Jeff Mulliken
Puerta Vallarta Colors
For years I’ve had a love affair with Mexico. The vernacular architecture, the food, and the music might be enough – but I think it’s the welcoming nature and quiet optimism of the Mexican culture – that calls me back. I see this culture reflected in the colors chosen to embellish the simplest of elements – the buildings, at eye level.

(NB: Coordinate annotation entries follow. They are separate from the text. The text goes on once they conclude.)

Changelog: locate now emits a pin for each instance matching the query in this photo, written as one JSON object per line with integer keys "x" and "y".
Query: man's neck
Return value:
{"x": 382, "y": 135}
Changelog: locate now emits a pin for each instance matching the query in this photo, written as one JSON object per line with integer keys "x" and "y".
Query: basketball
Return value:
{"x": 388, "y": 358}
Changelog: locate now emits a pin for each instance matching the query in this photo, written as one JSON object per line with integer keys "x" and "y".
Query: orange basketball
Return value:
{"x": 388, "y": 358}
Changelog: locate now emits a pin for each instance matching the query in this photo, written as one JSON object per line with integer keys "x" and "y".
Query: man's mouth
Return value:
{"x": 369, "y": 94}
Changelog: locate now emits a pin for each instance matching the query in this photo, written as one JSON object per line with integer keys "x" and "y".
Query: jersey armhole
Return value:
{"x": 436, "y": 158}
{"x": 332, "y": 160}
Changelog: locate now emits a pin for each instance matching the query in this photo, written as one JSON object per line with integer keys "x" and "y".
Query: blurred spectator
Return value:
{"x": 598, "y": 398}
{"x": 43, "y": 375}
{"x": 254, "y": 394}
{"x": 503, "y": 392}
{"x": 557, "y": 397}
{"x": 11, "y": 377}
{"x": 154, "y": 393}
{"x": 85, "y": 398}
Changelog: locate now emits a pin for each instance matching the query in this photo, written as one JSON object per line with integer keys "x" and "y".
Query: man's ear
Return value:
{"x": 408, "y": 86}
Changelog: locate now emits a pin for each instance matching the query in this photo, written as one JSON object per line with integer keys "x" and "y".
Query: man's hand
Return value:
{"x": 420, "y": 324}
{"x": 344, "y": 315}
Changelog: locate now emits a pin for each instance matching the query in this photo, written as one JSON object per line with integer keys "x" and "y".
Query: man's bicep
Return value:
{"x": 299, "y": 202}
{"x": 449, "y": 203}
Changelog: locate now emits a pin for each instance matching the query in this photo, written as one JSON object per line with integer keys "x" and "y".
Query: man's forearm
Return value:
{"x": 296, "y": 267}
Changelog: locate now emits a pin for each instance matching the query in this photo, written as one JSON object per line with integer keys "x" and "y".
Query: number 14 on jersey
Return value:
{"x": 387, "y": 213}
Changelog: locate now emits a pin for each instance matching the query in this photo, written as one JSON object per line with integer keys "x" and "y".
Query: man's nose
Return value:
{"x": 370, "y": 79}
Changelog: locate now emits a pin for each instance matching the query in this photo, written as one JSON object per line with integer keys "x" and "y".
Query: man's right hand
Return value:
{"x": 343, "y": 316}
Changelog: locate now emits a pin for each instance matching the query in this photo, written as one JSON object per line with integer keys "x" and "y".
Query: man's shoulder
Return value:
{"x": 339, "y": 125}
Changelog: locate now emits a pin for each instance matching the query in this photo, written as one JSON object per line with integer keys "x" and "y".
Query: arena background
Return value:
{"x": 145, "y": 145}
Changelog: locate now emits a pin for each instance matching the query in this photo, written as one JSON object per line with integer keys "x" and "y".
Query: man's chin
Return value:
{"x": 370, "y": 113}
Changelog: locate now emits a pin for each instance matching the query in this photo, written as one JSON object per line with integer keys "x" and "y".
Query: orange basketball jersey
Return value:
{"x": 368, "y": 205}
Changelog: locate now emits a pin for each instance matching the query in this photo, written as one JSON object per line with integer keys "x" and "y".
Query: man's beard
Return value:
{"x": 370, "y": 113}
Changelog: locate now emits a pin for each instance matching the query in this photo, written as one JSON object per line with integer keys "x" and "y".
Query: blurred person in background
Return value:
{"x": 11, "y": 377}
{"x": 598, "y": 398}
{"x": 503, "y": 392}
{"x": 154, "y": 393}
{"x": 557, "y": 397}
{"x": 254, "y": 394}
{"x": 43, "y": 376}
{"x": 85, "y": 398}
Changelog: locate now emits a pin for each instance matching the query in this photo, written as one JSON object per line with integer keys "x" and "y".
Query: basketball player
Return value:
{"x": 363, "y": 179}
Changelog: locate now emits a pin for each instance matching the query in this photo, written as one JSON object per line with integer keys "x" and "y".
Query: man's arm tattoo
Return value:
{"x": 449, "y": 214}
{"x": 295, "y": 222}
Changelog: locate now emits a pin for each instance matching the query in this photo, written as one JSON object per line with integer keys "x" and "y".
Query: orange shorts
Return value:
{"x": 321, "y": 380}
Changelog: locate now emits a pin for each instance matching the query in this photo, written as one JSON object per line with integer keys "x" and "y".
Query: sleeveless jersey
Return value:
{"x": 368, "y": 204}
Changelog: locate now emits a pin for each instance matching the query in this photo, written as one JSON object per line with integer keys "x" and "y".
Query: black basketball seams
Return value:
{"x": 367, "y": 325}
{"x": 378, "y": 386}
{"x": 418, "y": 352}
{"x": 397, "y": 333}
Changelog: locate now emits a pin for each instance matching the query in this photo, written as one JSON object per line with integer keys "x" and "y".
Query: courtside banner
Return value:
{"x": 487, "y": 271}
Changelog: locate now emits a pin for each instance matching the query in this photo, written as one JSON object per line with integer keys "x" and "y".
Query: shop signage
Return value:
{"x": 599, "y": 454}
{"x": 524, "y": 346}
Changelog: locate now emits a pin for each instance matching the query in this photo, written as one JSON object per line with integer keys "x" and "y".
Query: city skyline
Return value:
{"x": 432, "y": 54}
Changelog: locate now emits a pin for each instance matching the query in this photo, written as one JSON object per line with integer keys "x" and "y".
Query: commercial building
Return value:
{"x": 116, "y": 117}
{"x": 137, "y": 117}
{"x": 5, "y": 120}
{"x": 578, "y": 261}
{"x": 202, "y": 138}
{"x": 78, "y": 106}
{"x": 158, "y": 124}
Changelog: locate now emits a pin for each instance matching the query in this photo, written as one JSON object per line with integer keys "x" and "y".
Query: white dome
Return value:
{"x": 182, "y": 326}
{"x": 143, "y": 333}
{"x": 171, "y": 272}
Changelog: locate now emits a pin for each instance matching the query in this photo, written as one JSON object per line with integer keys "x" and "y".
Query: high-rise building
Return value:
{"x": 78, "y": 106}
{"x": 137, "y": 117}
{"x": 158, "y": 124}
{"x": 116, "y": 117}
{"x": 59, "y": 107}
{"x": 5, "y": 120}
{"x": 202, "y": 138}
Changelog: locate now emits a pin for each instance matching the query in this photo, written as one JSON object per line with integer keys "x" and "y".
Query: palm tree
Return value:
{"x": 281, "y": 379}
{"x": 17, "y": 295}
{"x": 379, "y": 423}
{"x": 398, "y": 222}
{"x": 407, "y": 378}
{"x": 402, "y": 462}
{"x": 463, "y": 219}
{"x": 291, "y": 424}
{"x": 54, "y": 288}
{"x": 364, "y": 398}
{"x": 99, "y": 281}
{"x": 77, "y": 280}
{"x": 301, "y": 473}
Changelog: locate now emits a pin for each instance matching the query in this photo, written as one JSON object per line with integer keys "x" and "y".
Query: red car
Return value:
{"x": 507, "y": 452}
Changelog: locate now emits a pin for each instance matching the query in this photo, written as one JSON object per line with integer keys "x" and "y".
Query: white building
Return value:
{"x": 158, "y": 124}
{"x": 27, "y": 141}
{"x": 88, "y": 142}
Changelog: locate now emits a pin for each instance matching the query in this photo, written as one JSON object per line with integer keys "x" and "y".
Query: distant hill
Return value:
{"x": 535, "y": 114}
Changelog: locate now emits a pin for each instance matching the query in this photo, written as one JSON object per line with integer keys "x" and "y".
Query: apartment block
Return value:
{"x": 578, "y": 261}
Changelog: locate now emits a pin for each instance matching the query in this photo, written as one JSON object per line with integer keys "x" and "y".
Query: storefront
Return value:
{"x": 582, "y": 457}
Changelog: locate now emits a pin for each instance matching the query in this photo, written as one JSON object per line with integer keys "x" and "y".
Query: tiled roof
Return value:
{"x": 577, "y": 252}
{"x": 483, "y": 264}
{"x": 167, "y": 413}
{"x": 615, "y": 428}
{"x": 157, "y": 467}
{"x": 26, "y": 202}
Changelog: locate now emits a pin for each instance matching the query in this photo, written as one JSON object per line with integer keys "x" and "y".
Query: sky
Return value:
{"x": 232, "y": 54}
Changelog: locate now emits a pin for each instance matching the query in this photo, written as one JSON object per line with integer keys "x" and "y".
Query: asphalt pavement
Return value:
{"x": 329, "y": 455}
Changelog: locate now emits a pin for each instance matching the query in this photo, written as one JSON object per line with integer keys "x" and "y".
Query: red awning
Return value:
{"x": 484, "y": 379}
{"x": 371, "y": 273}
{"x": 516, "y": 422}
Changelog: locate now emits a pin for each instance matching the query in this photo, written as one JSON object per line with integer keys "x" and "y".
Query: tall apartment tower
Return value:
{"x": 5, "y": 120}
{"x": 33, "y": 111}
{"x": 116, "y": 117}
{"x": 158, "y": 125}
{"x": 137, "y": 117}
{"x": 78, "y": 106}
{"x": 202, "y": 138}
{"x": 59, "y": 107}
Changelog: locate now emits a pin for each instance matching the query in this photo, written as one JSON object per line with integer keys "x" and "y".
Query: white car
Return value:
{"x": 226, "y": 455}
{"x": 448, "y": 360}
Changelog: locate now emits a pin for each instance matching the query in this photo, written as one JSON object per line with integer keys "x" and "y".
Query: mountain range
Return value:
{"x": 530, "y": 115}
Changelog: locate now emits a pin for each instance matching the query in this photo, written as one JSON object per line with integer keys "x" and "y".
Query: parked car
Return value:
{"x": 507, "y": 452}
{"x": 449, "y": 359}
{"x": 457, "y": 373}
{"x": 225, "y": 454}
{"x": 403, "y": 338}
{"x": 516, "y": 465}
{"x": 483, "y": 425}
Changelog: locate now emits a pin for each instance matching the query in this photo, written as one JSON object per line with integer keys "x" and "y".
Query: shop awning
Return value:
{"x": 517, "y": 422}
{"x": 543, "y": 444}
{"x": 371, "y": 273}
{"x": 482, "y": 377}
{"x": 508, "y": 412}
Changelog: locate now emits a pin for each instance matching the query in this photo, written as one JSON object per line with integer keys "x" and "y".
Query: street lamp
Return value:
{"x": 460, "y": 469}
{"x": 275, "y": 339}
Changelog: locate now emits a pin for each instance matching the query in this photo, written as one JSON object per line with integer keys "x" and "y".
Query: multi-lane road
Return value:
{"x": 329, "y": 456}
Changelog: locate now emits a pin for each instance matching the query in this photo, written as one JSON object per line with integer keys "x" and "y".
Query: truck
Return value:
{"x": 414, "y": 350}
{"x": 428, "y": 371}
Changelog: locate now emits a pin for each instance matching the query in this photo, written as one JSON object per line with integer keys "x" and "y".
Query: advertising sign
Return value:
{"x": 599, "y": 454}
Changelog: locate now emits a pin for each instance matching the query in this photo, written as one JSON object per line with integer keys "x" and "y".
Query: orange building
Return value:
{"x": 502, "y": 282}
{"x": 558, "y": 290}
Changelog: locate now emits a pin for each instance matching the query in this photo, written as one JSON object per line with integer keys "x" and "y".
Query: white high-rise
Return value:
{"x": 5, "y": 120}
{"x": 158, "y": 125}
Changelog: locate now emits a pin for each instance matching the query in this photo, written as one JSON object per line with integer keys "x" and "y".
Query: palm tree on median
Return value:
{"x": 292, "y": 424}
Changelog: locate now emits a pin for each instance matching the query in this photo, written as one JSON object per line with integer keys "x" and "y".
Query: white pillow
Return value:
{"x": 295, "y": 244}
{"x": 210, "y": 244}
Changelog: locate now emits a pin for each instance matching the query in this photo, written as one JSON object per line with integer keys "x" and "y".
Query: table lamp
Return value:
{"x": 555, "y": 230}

Puerta Vallarta Colors was shot over three days in this once sleepy fishing port, that is becoming a busy tourist destination. But the old stone, stucco, and cement surfaces remain, often adorned with aged hardware and utilities – and they are constantly refreshed with new paint in a celebratory palette. To me, these colors communicate the spirit of the Mexican culture.
Artist Bio
Jeff Mulliken has practiced architecture for over 35 years, but has maintained an interest in photography since a teen, with his first camera, a Kodak Instamatic. His fascination with shape, form, color, and composition, essential to successful architectural design, inspires his photographic images. In recent years his architectural work focused on workplace interior design, where these same issues interface with the practical and functional needs of people at work. Jeff thinks that this had led him to be attracted to photographic subject matter in the everyday world around us.
What formal photographic training he has includes college elective courses in photography, and classes at the New England School of Photography, the Fine Arts Work Center in Provincetown, and the Griffin Museum of Photography.